ACHTUNDFÜNFZIG

Es war halb vier Uhr morgens. Teddy warf seine Aktentasche ins Auto, ließ den Motor an und schaltete die Heizung ein. Er hatte Powells Festnetznummer nicht, wusste aber, dass sie ein Mobiltelefon bei sich trug. Falls sie sich nicht meldete, hatte er ihre Adresse.

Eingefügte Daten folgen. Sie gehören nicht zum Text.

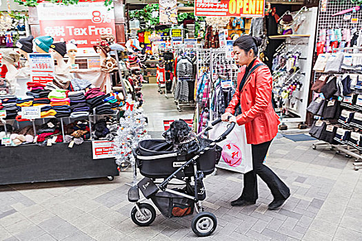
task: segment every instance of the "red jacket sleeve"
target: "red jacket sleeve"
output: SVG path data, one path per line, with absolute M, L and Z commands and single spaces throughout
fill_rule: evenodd
M 268 108 L 272 99 L 273 80 L 269 68 L 260 68 L 260 70 L 256 72 L 255 78 L 255 104 L 249 110 L 243 112 L 241 114 L 237 116 L 237 122 L 239 125 L 244 125 L 263 114 Z
M 229 112 L 232 114 L 235 114 L 235 108 L 237 107 L 237 106 L 238 106 L 239 103 L 240 102 L 240 92 L 239 91 L 239 85 L 241 82 L 242 77 L 242 74 L 241 73 L 239 73 L 237 77 L 238 84 L 237 85 L 237 90 L 235 91 L 235 93 L 234 93 L 234 95 L 232 96 L 232 98 L 231 98 L 231 101 L 229 103 L 229 106 L 228 106 L 228 108 L 226 108 L 225 112 Z

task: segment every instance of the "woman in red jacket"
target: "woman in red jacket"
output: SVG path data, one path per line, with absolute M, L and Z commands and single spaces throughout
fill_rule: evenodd
M 237 91 L 221 118 L 223 121 L 245 125 L 248 143 L 252 145 L 253 170 L 244 174 L 243 193 L 231 202 L 232 206 L 255 204 L 258 198 L 258 174 L 274 196 L 269 209 L 276 209 L 290 194 L 285 184 L 263 164 L 280 122 L 272 104 L 272 74 L 257 56 L 261 44 L 261 39 L 249 35 L 243 35 L 234 43 L 235 61 L 243 67 L 238 74 Z M 242 114 L 234 116 L 239 104 Z

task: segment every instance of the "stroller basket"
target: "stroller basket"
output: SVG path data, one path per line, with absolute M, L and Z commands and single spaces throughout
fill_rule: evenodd
M 160 191 L 151 200 L 166 218 L 180 218 L 194 213 L 194 201 L 179 195 Z
M 201 149 L 212 142 L 210 140 L 201 139 Z M 135 150 L 135 156 L 141 174 L 150 178 L 166 178 L 197 154 L 179 155 L 172 148 L 172 145 L 164 140 L 144 140 L 139 142 Z M 221 151 L 221 147 L 217 145 L 206 151 L 197 160 L 198 169 L 203 171 L 204 175 L 211 174 L 215 169 L 215 165 L 219 163 Z M 194 167 L 187 167 L 184 172 L 185 176 L 193 176 Z

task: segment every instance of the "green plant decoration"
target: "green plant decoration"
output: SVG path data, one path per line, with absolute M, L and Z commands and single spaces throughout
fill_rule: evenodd
M 88 0 L 88 1 L 93 1 L 94 0 Z M 50 2 L 52 3 L 62 4 L 62 5 L 74 5 L 78 4 L 79 0 L 14 0 L 14 1 L 19 5 L 23 5 L 26 7 L 36 7 L 42 2 Z M 104 0 L 104 5 L 109 6 L 112 4 L 113 0 Z

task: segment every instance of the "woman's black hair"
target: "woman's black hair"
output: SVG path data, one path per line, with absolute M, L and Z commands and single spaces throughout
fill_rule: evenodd
M 258 54 L 258 47 L 261 45 L 263 39 L 259 37 L 252 36 L 250 35 L 243 35 L 239 36 L 233 43 L 233 46 L 237 46 L 241 50 L 243 50 L 245 53 L 249 50 L 254 50 L 254 55 Z

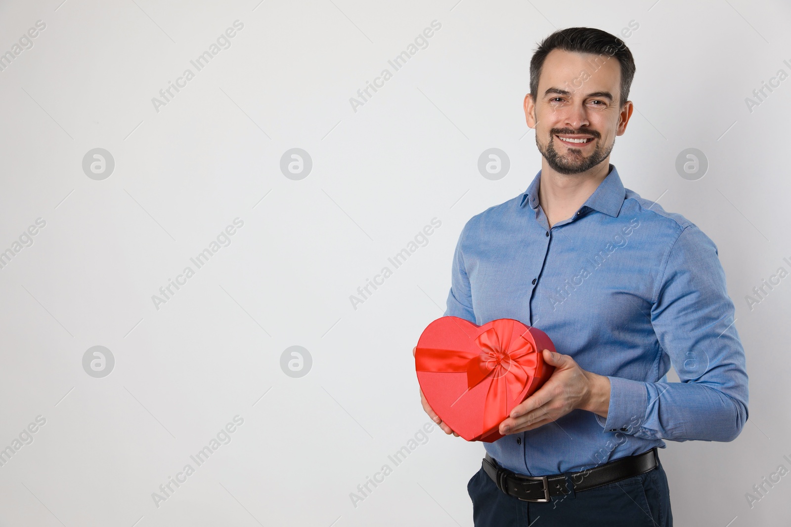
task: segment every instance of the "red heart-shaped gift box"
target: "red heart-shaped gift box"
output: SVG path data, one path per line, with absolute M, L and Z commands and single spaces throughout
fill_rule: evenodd
M 429 324 L 414 353 L 426 401 L 467 441 L 492 442 L 511 410 L 554 371 L 541 350 L 554 352 L 547 333 L 511 318 L 475 326 L 458 317 Z

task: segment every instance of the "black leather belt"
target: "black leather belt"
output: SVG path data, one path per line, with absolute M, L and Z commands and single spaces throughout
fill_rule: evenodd
M 551 476 L 524 476 L 501 467 L 488 454 L 483 458 L 483 470 L 509 496 L 526 502 L 548 502 L 550 496 L 586 491 L 639 476 L 659 465 L 657 448 L 635 456 L 626 456 L 592 469 Z M 569 486 L 571 486 L 571 489 Z

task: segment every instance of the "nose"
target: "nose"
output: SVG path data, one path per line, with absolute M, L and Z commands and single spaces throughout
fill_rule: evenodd
M 564 117 L 566 118 L 566 126 L 575 130 L 590 126 L 590 121 L 588 120 L 588 113 L 585 111 L 585 107 L 582 103 L 571 105 L 567 109 Z

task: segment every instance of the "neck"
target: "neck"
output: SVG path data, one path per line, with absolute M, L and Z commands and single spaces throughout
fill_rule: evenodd
M 590 170 L 578 174 L 561 174 L 541 159 L 539 203 L 547 215 L 550 228 L 571 217 L 604 180 L 610 171 L 610 157 Z

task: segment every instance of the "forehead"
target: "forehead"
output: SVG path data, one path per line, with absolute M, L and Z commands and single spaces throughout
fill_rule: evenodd
M 541 68 L 538 96 L 543 96 L 547 88 L 572 92 L 608 91 L 615 95 L 620 82 L 621 66 L 615 56 L 554 49 Z

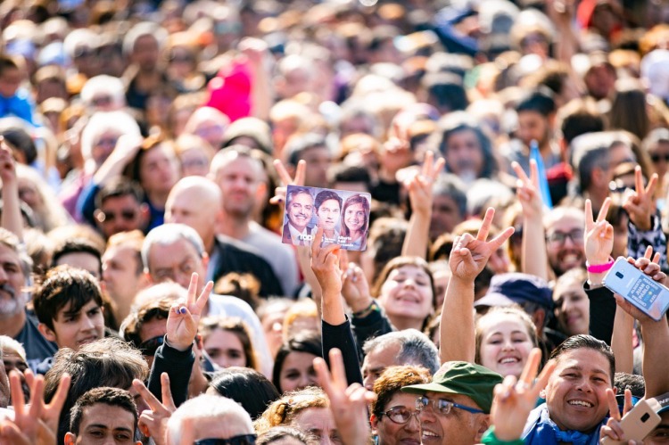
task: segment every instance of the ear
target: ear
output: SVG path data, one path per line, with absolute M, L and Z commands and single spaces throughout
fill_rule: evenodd
M 44 338 L 45 338 L 49 342 L 55 342 L 56 338 L 57 338 L 56 334 L 55 334 L 55 333 L 54 331 L 52 331 L 49 328 L 49 326 L 47 326 L 44 323 L 40 323 L 39 325 L 37 325 L 37 329 L 42 334 L 42 335 L 44 335 Z
M 490 427 L 490 415 L 486 414 L 484 416 L 480 416 L 481 419 L 479 420 L 479 425 L 478 425 L 478 431 L 476 431 L 476 438 L 474 443 L 480 443 L 481 439 L 483 437 L 483 434 L 486 431 L 488 431 L 488 428 Z
M 77 435 L 74 433 L 65 433 L 65 445 L 74 445 L 76 441 Z

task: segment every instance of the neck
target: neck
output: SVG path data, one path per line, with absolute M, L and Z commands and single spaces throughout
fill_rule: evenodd
M 14 338 L 26 324 L 26 313 L 21 310 L 7 318 L 0 318 L 0 334 Z
M 416 318 L 410 318 L 409 317 L 398 317 L 398 316 L 388 316 L 392 326 L 397 328 L 398 331 L 403 331 L 405 329 L 417 329 L 418 331 L 423 330 L 423 320 L 417 320 Z
M 250 226 L 251 220 L 245 216 L 225 213 L 225 218 L 219 227 L 221 234 L 227 235 L 230 238 L 243 240 L 248 236 L 251 230 Z

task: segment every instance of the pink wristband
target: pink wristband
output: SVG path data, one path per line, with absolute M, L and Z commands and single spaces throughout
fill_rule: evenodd
M 613 268 L 614 263 L 615 260 L 613 259 L 613 257 L 608 257 L 608 261 L 607 261 L 604 264 L 590 264 L 589 262 L 585 262 L 585 267 L 588 269 L 588 272 L 591 274 L 603 274 L 604 272 L 607 272 L 608 269 Z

Er klappte das Handy auf und bemerkte, dass es ausgeschaltet war. Als er es anmachte, sah er das Symbol für eine neue Mitteilung auf dem Display blinken und gab den Code ein. Es gab nur einen Anruf, der von Powell um zweiundzwanzig Uhr dreißig kam. Nachdem die Suche nach Harris Carmichael in die Wege geleitet worden war, hatte die Vermissteneinheit herausgefunden, dass Teddy mit einem Foto von jemandem zu Bennys Café Blue zurückgekehrt war. Powell wollte den Namen und klang verärgert.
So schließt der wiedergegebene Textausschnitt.